Thursday, June 26, 2008

ch-ch-changes

So a lot has happened within in this past week of my life!! I cant remember the last time all this crazyness stumbled onto my plate at once! haha. But i must say,i have not been this happy in a long time. Why? i dont know!! its driving me crazy! Typically a person in my situation would be miserable! NOT ME! I dont get it!! ahhh Anyway! I find myself looking for a reason to why i'm so happy and .. it always come to,"Maybe because for once theres clarity in my life? Im not necessarily confused about my feelings towards another person?" YES! thats it! But then i remember what happened a week ago and that reason gets shot to hell! What would someone HONESTLY do in that situation?! I find myself constantly battling over what the right thing to do is. Would reminding him make things akward .... ? or more comfortable .... ? Would we laugh about .... ? or would he get upset .... ? SEE I DONT KNOW! and its driving me nuts!! How would you even remind someone of something they did while being not soo sober? Include it in a friendly conversation "OH! and by the way! THIS HAPPENED" ... hmmm ... I guess its my guilty conscious getting to me because i DOUBT any good would come out of telling him ... Then i see how we act with eachother,and the way we talk. Its unlike anything before. Its very unique. But i wonder its too unique?! maybe weird?! haha. Thing is,i dont want to run the risk of losing his friendship because what happened,happened. We cant change it. So maybe keeping it to myself(and a few close friends) would probably be the smartest thing!

sighh


i'm so use to not being this happy for no reason that im trying to find reasons to be miserable. Which in my eyes,is pretty sad. Its really not working though. I really do see a lot of things in a different perspective and i couldnt be happier that im finally content.

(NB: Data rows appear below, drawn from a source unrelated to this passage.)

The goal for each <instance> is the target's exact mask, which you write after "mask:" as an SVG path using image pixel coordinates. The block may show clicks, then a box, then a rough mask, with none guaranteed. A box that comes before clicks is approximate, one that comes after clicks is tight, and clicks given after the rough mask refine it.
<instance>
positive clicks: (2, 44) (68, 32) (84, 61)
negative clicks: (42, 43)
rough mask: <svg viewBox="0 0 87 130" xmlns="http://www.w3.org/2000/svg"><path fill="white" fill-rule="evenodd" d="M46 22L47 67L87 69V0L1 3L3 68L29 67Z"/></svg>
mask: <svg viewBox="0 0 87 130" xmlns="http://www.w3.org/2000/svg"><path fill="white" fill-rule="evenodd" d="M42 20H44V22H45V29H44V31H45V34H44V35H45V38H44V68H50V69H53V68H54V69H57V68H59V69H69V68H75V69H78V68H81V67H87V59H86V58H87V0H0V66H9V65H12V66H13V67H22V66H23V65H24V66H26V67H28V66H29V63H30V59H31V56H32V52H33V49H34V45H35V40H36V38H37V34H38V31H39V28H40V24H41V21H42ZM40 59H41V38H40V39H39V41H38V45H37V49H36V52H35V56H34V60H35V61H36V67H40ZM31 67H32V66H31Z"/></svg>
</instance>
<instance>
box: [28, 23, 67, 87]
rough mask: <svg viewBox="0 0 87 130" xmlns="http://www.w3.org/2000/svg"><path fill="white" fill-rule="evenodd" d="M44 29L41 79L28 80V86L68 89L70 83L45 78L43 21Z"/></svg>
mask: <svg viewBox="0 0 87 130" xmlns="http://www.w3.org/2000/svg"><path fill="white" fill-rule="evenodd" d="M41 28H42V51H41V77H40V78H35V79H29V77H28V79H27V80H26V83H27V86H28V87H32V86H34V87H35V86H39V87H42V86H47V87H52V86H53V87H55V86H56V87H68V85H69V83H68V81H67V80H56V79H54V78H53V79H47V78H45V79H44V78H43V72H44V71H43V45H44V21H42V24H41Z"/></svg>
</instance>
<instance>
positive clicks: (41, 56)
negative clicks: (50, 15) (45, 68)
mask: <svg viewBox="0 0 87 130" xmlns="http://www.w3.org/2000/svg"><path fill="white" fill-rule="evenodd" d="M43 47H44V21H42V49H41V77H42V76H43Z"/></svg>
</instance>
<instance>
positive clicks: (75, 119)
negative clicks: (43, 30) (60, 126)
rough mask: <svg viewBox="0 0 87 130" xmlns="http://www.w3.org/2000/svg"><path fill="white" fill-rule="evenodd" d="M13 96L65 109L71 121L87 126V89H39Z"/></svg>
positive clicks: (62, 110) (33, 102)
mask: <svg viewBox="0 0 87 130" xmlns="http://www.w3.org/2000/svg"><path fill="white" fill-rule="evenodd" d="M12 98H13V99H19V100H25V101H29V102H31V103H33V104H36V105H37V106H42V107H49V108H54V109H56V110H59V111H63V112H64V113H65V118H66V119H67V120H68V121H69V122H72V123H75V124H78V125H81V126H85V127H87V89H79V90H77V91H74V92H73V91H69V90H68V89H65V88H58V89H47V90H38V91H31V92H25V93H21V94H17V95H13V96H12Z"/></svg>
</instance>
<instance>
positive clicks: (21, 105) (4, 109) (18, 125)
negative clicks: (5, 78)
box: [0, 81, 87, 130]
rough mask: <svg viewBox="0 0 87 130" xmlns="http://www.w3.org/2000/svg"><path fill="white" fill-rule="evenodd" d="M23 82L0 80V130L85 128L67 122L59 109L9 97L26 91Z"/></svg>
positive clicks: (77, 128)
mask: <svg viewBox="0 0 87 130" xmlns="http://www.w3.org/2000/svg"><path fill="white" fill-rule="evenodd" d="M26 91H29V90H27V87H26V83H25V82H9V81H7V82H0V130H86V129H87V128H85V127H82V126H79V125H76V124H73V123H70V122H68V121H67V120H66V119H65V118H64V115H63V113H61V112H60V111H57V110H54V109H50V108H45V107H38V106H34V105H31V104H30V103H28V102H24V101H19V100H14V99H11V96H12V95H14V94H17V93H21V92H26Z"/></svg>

I recently lost someone very special in my life. It was really hard at first. It still is but i guess i've learned to deal with it and move on with my life. Living in the past and dwelling on what could have been or how things could have been better in past,is not gonna help Me. I really had to learn how to let go of people,especially the people i never wanted to but knew i had to. Its something i have to work at everyday and This is when i realize the reason why i am so happy. And the reason is God. Without him, I would not have been able to get through a lot of things in my life. He is guiding me to where he wants me and is helping me every step of the way. He is showing me that in life,you cant always have what or who you want but No matter what,you will always have him. He has bigger and better things planned for me and im so excited to see where he takes me. He has blessed me an amazing family and friends to help me get through this and to be a stronger person. I will forever praise the lord for everything/everyone i have or will have in my life!